Since 2018, I have been collecting souvenirs from important European museums such as the Louvre, The British Museum or the Neues Museum. I gathered a few copies of famous pieces from their collection, turned into gadgets (magnet, keyring, rubber, paper weight, etc). Then I started to photograph them with a black background as if they were precious things. You could think they look like the real artefacts at first glance but if you look closely, you can notice small inconsistances. You can buy a crazy number of « Egyptian-like » products in the British Museum giftshop and the Rosetta Stone is definitely a star among them. This « egyptomaniac » phenomenon sounds to me as a Hysteria case of History.

 

While reading the documentation the museum sent me about the most famous objects of the Egyptian collection in Cluj, the mummies and a series of amulets and statues, I realized that these little objects could have the contemporary function of amulets of some kind, as if we need to take away the heritage part. And maybe it could ward off bad luck. Is the copy of a copy still efficient against the evil eye? Anyway, the Egyptian collection isn’t on display and the people in the museum forgot about the copy of the Rosetta Stone. For my part, as the Historia-Hysteria project turned into a long-distance thing, I decided to take my Rosetta Stone paper weight out of my boxes.

 

Until I can see the real copy of the Rosetta Stone in Cluj and until the museum shows this collection again, I’ll work with the material they sent me, my souvenirs, Art history books, Wikipedia and online images in order to make a small artist book. My contribution for Historia/Hysteria is a single / unique multiple, an artist book which peels the image off an iconic object. The context and the frame of the project drove me to explore the mechanisms of reproduction, to rethink about the objects I already gathered and to look for new ways to disrupt their image. (To be followed).

 

Where I am (situated) right now (it could be artistically, geographically or both)

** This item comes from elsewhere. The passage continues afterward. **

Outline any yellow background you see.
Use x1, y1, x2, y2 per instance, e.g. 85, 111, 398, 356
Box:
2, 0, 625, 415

I left my former appartement in Poitiers in the beginning of the year and I had no more place during quarantine. I spent this period wondering where I wanted to live and I figured that I need to find a territory in which my artistic practice could resonate and grow. In June, I moved to Verdun, France. I didn’t know anyone there and I barely knew the city. But I knew that I have something to do there.

 

I’m both artistically and geographically in a particular area where the present seems to interfere with the past. The scars of the war on the landscape and architecture are visible everywhere in and around Verdun. My research on collective memory started to shift since I arrived here. I don’t know how long I’ll be staying but I organized a living space that suits me and fits with my artistic research… as long as we can’t travel.